Round House Theatre could resume in-person plays by the spring
Company will have virtual performances through January, it says
Photo by Leigh McDonald
Bethesda’s Round House Theatre will kick off its 2020-2021 season next month with a series of online performances, and the company hopes to return to in-person performances by the spring.
The company will feature three virtual productions between October and January. There will be three live, in-person shows in the spring of 2021, but no definite dates have been set, according to a press release.
Jasmine Jiang, Round House’s public relations and partnerships manager, told Bethesda Beat on Monday that the timing of the in-person shows will depend on how quickly Maryland continues in its reopening plan.

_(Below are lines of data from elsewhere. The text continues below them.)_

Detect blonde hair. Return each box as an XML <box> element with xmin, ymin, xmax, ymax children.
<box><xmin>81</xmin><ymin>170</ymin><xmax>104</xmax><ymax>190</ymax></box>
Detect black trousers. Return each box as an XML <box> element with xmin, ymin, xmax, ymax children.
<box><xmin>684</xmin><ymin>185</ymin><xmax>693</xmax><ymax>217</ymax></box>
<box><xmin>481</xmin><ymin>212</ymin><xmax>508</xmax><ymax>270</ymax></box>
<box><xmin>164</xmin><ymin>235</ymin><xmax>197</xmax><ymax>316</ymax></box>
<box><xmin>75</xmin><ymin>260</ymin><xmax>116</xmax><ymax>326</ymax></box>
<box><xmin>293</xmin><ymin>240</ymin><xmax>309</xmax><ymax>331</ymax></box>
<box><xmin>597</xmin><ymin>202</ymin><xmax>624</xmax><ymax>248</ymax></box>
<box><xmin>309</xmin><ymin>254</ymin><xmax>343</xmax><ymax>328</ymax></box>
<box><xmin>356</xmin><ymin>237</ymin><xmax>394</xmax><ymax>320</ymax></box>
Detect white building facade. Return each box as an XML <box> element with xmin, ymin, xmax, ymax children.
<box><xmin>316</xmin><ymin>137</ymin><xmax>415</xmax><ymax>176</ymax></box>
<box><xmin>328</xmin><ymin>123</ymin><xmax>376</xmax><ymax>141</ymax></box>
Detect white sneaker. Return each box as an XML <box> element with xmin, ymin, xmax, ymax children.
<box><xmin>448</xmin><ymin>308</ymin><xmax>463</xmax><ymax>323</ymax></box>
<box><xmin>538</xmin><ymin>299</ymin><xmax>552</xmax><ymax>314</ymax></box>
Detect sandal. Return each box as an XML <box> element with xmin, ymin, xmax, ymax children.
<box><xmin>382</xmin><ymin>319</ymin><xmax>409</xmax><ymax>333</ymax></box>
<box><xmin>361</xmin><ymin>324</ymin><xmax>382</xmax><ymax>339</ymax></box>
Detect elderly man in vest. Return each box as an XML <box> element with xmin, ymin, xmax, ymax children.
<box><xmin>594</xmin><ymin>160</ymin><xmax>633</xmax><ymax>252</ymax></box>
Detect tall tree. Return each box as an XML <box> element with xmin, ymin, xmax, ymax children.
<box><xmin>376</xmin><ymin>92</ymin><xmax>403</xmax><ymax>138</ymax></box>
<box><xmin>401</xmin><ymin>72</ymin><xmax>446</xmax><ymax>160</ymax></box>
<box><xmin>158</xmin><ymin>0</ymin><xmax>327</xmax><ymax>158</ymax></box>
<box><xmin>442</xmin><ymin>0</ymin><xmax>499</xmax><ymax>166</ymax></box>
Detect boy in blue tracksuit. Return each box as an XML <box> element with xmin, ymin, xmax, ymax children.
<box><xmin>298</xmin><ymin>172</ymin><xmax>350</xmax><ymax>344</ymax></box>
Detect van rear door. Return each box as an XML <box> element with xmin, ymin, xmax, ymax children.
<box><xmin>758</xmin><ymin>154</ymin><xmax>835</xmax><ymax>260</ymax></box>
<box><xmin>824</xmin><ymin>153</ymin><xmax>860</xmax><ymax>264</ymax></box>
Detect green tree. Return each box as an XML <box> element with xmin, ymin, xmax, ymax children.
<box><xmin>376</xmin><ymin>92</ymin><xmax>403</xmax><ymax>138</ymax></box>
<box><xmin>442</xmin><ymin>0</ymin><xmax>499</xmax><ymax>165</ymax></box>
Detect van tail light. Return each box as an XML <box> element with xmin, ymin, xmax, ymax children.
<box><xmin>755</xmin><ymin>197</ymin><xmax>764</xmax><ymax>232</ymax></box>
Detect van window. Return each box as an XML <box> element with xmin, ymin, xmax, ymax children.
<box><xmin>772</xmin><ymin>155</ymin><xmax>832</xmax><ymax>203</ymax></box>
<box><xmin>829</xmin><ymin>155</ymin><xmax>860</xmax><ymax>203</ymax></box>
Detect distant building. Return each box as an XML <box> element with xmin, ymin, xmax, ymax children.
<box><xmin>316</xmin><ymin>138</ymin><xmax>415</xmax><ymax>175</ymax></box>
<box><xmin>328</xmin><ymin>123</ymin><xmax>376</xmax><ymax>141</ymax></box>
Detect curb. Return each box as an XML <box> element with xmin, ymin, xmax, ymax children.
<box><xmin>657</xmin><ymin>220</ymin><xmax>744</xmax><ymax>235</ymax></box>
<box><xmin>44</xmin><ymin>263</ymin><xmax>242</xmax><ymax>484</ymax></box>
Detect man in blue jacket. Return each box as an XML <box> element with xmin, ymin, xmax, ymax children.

“We’re keeping [the timing] vague right now because we’re constantly monitoring the guidelines and all the updates,” she said. “By the end of this year, we will have a clearer picture on what the second half of the season will be.”
Jiang added that Round House is also conducting a survey among its patrons to determine how quickly they might feel comfortable returning to the theater.
Round House, which is entering its 43rd season, typically performs about six mainstage shows a year. The theater completed renovations in 2019.
The season will start Oct. 5 with a production of Leila Buck’s “American Dreams,” and the show will run through Oct. 11, according to the press release. The virtual show is live and is a “government-run game show” where audience members compete for U.S. citizenship, according to the description.
From Nov. 14 through Dec. 12, Round House will present a four-part series called “The Work of Adrienne Kennedy: Inspiration and Influence.” The four productions are entitled “He Brought Her Back in a Box,” “Sleep Deprivation Chamber,” “Ohio State Murders,” and “Etta and Ella on the Upper West Side.” The productions explore themes of race, police brutality and family.
In January, Round House will stream the world premier of Lauren Gunderson’s “The Catastrophist,” which is based on the life of her husband, virologist Nathan Wolfe. The production is an “interactive deep dive into the profundities of scientific exploration and the harrowing realities of facing your own mortality.”
“This fall and winter are all about exploring new ways to tell stories and interact with audiences. Rather than a diminished version of what we would produce in person, everything we’re programming is the best of what digital can do, in both form and content,” Artistic Director Ryan Rilette said in the press release.